Acara debat Capres (Calon Presiden) perdana, Selasa, 12 Desember 2023, masih menyisakan banyak cerita yang diperbincangkan oleh banyak kalangan, khususnya di media sosial. Berbagai perdebatan terjadi, yang tidak jarang cukup tajam di antara para pendukung masing-masing Capres.

Masing-masing berupaya menyampaikan hal positif, kelebihan bahkan apa yang dianggapnya kehebatan para Capres yang didukung. Maka wajar saja masing-masing merasa Capres-nyalah yang memenangkan debat itu.

Bagi saya tidak terlalu penting tentang siapa yang diakui sebagai pemenang debat pertama itu. Toh pada akhirnya kontestasi ini bukan konstestasi debat. Tapi kontestasi Pilpres tahun depan. Bahkan bagi saya pribadi, kemenangan itu bukan sekadar kemenangan elektoral (jumlah suara). Karena semua itu bisa dimanipulasi dengan segala cara. Tapi kemenangan yang bermartabat dan berlandaskan nilai (value); kejujuran dan keadilan.
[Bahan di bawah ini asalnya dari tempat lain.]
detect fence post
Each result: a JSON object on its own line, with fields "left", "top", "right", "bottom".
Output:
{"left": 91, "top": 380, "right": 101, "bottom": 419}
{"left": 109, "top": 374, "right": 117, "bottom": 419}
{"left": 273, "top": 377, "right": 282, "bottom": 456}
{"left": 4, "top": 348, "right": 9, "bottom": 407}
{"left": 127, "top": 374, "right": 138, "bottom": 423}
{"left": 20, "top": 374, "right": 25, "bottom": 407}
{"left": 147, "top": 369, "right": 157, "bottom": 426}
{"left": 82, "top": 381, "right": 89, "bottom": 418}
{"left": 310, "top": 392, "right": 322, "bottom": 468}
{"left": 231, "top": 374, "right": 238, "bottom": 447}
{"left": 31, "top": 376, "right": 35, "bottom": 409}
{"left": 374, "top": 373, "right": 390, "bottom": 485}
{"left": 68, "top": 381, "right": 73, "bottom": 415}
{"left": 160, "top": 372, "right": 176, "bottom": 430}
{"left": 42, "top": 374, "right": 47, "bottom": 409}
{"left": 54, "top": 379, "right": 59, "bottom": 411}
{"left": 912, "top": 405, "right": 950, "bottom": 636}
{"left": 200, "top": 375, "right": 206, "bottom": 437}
Jika saja kita memperhatikan kontestasi Pilpres ini secara dekat dari awal, akan kita dapati di mana nilai-nilai tersebut dijunjung dan mana yang didegradasi (direndahkan), bahkan diinjak tanpa malu-malu lagi.

Sejak pengakuan cawe-cawe Presiden Jokowi, hingga ke perebutan dukungan Presiden tanpa malu-malu antara dua kubu, hingga ke berbagai upaya penjegalan Capres (BaCapres) tertentu untuk maju sebagai kontestan. Semua itu bentuk degradasi dan pelindasan nilai demokrasi dan institusi kenegaraan.
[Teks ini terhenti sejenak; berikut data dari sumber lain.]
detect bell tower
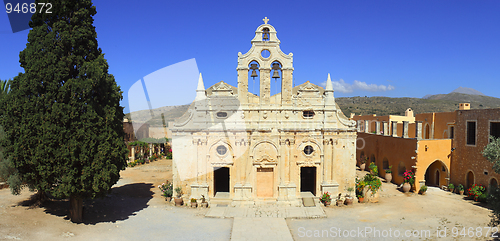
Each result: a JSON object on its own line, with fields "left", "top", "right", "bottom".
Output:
{"left": 237, "top": 17, "right": 294, "bottom": 105}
Barangkali puncak dari semua itu adalah ketika para politisi dan sebagian partai politik harus bertekuk-lutut menerima kelahiran prematur Cawapres melalui pelanggaran etika yang mendasar di Mahkamah Konstitusi.

Bagaimana korupsi kehidupan demokrasi dan pelecehan institusi negara dipertontonkan tanpa malu dalam tindakan nepotis yang terbuka. Dan semua itu disadari oleh banyak kalangan jika itu memang atraksi politik yang memalukan. Tapi pada akhirnya semua terbungkam dan tunduk patuh seolah tak berdaya menolak “pemimpin plastik” itu.
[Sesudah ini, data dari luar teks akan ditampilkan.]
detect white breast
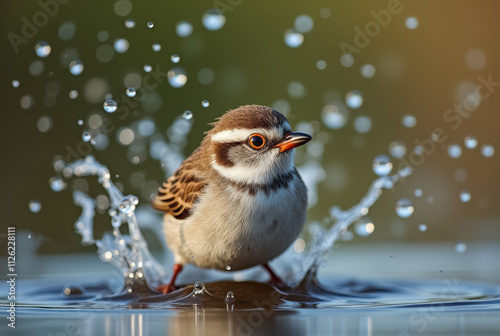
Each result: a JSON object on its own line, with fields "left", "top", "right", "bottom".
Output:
{"left": 162, "top": 173, "right": 307, "bottom": 271}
Apa pun itu dan dengan segala justifikasi yang ingin disampaikan oleh para pendukungnya, akal sehat pasti akan paham bahwa itulah bentuk pemerkosaan demokrasi yang terjadi di siang bolong.

Anehnya para pemerkosa demokrasi itu telah berhasil menaklukkan mereka yang seharusnya mengamankan. Menaklukkan mereka dengan godaan, atau bahkan dengan ancaman, sehingga semua terdiam seribu bahasa dan willingly or unwillingly (mau atau tidak) harus memberikan dukungan kepada Paslon itu.

 

Eksposur Personalitas

 

Kembali kepada acara debat pertama Capres yang masih menyisakan suasana dan perdebatan publik, khususnya di kalangan masing-masing pendukung. Kali ini yang ingin saya catat adalah bagaimana debat Capres itu menjadi ajang penting untuk mengekspor kepribadian dari masing-masing Capres.

Kepribadian yang dimaksud tentunya mencakup wawasan atau cara pandang terhadap permasalahan-permasalahan bangsa dan negara, pemahaman dan kemampuan mengekspresikan (komunikasi) hingga ke karakter personalitas dari masing-masing calon.

Kita masih ingat bahwa pada saat acara debat, terjadi “clash” argumen antara para Capres, khususnya antara Capres nomor urut 1 dan 2. Perbenturan argumentasi itu terjadi ketika Anies yang sesungguhnya tidak bermaksud mengeritik Prabowo, tapi menyampaikan realita di lapangan bahwa indeks demokrasi di Indonesia menurun.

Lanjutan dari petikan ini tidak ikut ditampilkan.